Confinements, protocoles, harcèlement, burn-out, stress, anxiété, fatigue, …

Le travail ce n’est pas toujours la santé ! 

Les résultats du baromètre de l’UNSA éducation relatent très clairement l’épuisement des collègues. 

Quel que soit leur métier, les professionnels de l’éducation considèrent à 71,6% qu’ils ne ressentent pas suffisamment de reconnaissance et de respect dans leur travail. 

Dans la pyramide de Maslow, la reconnaissance alimente un besoin d’estime personnel. Lorsque cette dernière n’est pas assouvie, cela entraîne une perte de motivation et de sens. 

Comment permettre aux collègues de se sentir reconnu.es et respecté.es. ? 

Alors que plus de 70 % des collègues considèrent que les conditions de travail sont insatisfaisantes et qu’elles se sont considérablement dégradées les dernières années, avec plus de 90% de retours alarmants sur cette question. 
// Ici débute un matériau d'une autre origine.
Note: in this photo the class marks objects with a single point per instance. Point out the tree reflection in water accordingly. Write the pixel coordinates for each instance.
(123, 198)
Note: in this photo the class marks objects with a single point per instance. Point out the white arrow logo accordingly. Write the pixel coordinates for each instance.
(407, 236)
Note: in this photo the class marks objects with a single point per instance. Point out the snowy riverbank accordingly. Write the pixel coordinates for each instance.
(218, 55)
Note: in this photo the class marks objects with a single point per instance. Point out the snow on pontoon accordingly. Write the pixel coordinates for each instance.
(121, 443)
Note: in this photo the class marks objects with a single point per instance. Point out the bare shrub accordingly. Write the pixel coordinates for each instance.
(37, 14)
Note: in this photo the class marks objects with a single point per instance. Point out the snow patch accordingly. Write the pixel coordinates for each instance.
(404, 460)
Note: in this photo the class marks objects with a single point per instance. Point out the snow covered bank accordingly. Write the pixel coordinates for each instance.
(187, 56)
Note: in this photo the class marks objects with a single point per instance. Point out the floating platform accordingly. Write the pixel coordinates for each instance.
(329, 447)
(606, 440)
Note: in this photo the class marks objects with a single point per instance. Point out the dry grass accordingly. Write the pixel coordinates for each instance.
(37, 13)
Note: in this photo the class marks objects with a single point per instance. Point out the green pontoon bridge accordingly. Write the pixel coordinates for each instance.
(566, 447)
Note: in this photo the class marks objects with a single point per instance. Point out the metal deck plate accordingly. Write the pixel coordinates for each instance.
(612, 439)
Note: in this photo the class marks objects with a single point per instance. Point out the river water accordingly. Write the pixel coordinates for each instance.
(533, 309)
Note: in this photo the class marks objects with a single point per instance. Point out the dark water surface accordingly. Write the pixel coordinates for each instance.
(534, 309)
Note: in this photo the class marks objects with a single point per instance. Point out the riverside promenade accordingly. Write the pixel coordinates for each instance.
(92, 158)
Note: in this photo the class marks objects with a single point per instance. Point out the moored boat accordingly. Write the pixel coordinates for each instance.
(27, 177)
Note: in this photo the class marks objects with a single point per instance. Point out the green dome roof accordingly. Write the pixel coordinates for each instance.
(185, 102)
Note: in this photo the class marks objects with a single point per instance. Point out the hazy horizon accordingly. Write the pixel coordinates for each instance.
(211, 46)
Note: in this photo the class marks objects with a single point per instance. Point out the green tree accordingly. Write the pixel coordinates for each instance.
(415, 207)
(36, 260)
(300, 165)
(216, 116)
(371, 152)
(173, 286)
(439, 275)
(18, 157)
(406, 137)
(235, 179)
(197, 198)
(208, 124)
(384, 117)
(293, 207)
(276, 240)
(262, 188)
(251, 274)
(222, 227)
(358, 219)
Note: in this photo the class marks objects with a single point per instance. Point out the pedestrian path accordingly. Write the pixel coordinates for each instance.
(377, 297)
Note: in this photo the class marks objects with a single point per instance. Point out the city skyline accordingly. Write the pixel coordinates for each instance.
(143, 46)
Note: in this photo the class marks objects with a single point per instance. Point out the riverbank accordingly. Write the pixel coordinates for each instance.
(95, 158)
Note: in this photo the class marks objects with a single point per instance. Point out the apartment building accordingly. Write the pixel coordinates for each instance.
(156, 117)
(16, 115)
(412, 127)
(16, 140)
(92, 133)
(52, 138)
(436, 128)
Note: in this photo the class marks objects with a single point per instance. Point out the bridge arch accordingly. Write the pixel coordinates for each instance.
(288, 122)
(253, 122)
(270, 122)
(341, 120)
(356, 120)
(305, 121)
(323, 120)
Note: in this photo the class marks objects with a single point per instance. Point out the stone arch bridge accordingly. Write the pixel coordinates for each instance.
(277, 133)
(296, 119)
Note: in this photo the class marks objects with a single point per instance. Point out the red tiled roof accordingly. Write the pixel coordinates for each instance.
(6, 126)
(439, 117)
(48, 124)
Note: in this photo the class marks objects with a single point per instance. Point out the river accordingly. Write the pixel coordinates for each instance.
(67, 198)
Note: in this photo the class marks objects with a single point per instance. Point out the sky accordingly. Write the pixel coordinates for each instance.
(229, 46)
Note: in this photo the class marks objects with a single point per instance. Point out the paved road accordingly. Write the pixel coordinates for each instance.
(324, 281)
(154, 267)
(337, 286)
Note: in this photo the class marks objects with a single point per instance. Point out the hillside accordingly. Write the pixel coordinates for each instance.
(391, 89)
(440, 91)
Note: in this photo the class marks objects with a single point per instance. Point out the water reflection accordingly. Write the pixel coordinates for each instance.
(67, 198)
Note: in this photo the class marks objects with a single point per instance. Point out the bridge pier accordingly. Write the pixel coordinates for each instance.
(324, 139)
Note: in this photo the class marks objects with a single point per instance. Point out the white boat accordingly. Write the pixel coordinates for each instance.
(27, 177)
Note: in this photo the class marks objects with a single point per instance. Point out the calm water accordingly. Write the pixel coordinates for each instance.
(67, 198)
L’augmentation du pouvoir d’achat des collègues arrive en première place, avec 68,4% des réponses, lorsqu’on demande aux collègues ce qu’ils souhaiteraient faire évoluer. Une reconnaissance financière serait un premier pas vers le personnel en souffrance. Surtout que 89,4% des professionnels pensent que leur rémunération n’est pas à la hauteur de leur qualification. 

Les perspectives de carrière sont également jugées à 85,7% insatisfaisantes. Le manque de passerelles entre les métiers, les évolutions de carrières et les formations pour se reconvertir sont rares voire inexistantes. 

Dans ce baromètre, les relations humaines sont également mises en lumière. Les collègues recherchent une meilleure communication permettant des relations plus favorables.

Selon l’OMS, « Une entreprise ne peut prospérer sans travailleurs en bonne santé ». Comment faire évoluer l’état d’esprit du personnel alors qu’aujourd’hui : 58% se sentent fatigués, 30% sont en colère, 31% dans un état d’incertitude, 28% sont résignés et seulement 1,5% sont dans du bien être, 2 % sont sereins et 2,5% ont confiance … 

Les chiffres sont alarmants… 

Et pourtant, à ce jour, 91,9% des collègues aiment leur profession qu’ils exercent et 74,3% sont heureux car les missions ont du sens pour 69,3% d’entre eux. 

Si ces chiffres apportent une lueur d’espoir, il faut toutefois prendre rapidement en compte ce besoin d’être enfin reconnu.es et respecté.es.